I stood at the front entrance of Happies, trying to decide which spot was cooler, inside or outside. They were pretty equal parts sweaty, and I hoped anybody coming to the party knew about the AC situation (or lack thereof). I assured myself that with enough sugar and booze, no one would care how hot the restaurant was. Once the sun went fully down, the heat would downgrade from uncomfortably sweltering to passably awful.
Perspiration covered my body, yet I relished the hot, arid air of early twilight, my favorite time of day in the desert. When I moved to San Francisco, I’d miss this mystic window of desert dusk, when the air started to cool, and the vast, open sky was coated in quiet hues of peaches and apricots against a backdrop like a purple bruise.
I stepped back inside the restaurant, feeling excited about the night to come, but also aware of how much bigger this night was than just a party. Young adulthood was supposed to be
about so many firsts—first crush, first love, first job—but everything tonight was about lasts. Last high school party. Last night with my girls. Last call at Happies. I didn’t know what would become of us all in the future, but a moment of reverie for what Happies had meant to us seemed appropriate.
I couldn’t remember a childhood birthday with Slick and Fletch that wasn’t held here.
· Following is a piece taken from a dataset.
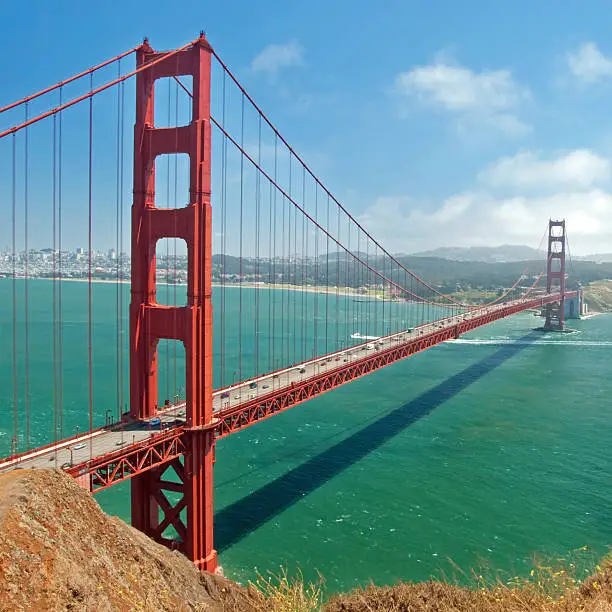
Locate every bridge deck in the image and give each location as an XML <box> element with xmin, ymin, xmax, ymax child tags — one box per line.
<box><xmin>0</xmin><ymin>294</ymin><xmax>571</xmax><ymax>491</ymax></box>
The restaurant had been the preferred birthday party location of choice for generations of kids. It was a preserved relic of a bygone era that should have been a museum instead of slated for demolition. Ice cream cone–shaped light fixtures hung from the ceiling, with walls stenciled in swirls resembling caramel, hot fudge, and peanut butter sauce. Every door handle and window was fitted with custom knobs painted to look like pies. The ancient wood booths situated along the back wall were covered in years of etchings proclaiming customers’ devotion to each other and to Happies. The wallpaper was ceiling-to-floor posters of decades of past Miss Happies, the beauty pageant once sponsored by the restaurant, and the beauties’ pictures weren’t just your usual white faces, but also Native American, African, Latina, and Asian ones. Happies was for everyone, and had been long before the Supreme Court dismantled segregation. The restaurant had an adjacent party room with a fake palm tree built almost as high as the ceiling and brightly colored piñatas dangling from every branch. The room included Skee-Ball games, an air hockey table, and its own custom DDR dance platform, covered in frenetic displays of the word HAPPIES, as if to stamp the word and its implications into every player’s psyche.
With an hour to go until party time, I sat up on the cashier’s desk situated just inside the restaurant’s front, taking in the calm quiet before the party launched. I was the only person physically present, but all around me I could see the ghosts of past people moving about. I saw a table full of young kids celebrating, colorful cone hats on their heads, their spoons at the ready, as a team of waiters delivered a trough containing the Tower of Happies Power, Happies’ legendary three-foot-tall pyramid of ice cream, hot sauces, whipped cream, and cherries. I saw a group of teenagers sitting at a corner booth, laughing and scanning the songs on their table’s jukebox while they ate from plates full of burgers and fries. I saw a middle-aged couple returning to the site of their first date, rubbing their noses together affectionately between bites of RASmatazz pie. I saw weary travelers coming inside from the heat, awestruck by the displays of Miss Happies posters lining the walls, and salivating over the displays of pies in the cases behind the counter. I imagined Bev Happie as a little girl, sitting on her doting grandpa’s lap at the cashier’s desk, handing over change from the till to smiling customers.